What was the previous Babelmark?

The original Babelmark at http://babelmark.bobtfish.net was written by Michel Fortin, author of PHP Markdown and PHP Markdown Extra. It is no longer accessible. It was using old implementations.

What was Babelmark 2?

John Mac Farlane introduced a new version called babelmark2.

Instead of asking the Babelmark maintainer to install all the converters on his server, and keep them up to date, we use a decentralized model. Each implementer provides a small “dingus server” that accepts textual input and returns HTML. Babelmark 2 queries these dingus servers asynchronously and combines their outputs into a page of results. This system puts the burden on implementers to keep their servers up to date.

How can I add my markdown implementation to Babelmark 3?

Write a server app or CGI script that accepts accepts GET queries, takes the text out of the text parameter, and returns a javascript object with the following fields: name (the name of the markdown processor), version (the version being run), and html (the result of converting the text to HTML).

Example:

$ curl 'http://johnmacfarlane.net/cgi-bin/pandoc-dingus?text=hi'
{"name":"Pandoc","html":"<p>hi</p>","version":"1.9.4.2"}

The script can, if desired, return an error if the input text exceeds 1000 characters.

You can then fork the repository babelmark registry, add your server to the file registry.json and make a pull-request!

Why is there a 1000 character limit on input?

A thousand characters should be sufficient to test syntax features. We impose the limit to reduce load on the servers.

What determines the order in which the implementations are listed?

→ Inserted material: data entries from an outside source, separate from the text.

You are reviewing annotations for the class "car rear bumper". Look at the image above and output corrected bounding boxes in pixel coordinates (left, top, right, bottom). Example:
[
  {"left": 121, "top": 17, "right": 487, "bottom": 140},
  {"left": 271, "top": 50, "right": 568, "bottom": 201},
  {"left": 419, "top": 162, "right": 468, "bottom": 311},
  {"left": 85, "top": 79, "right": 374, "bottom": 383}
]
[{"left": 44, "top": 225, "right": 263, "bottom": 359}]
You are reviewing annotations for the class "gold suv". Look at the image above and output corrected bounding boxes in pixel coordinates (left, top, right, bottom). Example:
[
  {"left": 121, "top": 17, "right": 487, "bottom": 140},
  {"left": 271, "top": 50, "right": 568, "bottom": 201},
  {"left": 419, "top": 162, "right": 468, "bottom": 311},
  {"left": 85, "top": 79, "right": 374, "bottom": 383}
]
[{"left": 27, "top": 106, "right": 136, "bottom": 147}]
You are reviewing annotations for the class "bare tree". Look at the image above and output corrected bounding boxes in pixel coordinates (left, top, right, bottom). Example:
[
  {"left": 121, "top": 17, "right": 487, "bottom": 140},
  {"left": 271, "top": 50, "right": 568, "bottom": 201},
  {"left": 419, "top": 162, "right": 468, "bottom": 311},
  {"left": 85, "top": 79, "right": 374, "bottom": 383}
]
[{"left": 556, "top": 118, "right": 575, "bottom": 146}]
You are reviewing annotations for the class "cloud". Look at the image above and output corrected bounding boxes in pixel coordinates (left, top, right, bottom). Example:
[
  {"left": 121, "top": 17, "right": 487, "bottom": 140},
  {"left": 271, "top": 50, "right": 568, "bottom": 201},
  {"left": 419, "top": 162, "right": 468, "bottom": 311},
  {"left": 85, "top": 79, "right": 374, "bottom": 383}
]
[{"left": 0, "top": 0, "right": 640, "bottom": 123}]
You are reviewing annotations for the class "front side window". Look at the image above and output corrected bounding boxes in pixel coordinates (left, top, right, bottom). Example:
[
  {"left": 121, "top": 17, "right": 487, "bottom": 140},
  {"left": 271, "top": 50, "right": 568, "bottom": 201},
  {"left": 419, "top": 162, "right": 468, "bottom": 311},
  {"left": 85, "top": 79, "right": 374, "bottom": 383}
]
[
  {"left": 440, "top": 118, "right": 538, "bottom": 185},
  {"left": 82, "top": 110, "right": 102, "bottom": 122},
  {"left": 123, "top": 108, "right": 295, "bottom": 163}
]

The calls to the individual dingus servers are made asynchronously and in different threads, the results added in the order they come in. However, one should not infer that the implementations that appear at the top are the fastest. The performance differences in converting small bits of markdown are swamped by other factors, such as server latency and script startup time. For example, RedCarpet has the fastest parser of all the implementations, but often appears last because of the slow startup time of ruby scripts. And PHP Markdown is faster than Markdown.pl, but its dingus server is much farther away.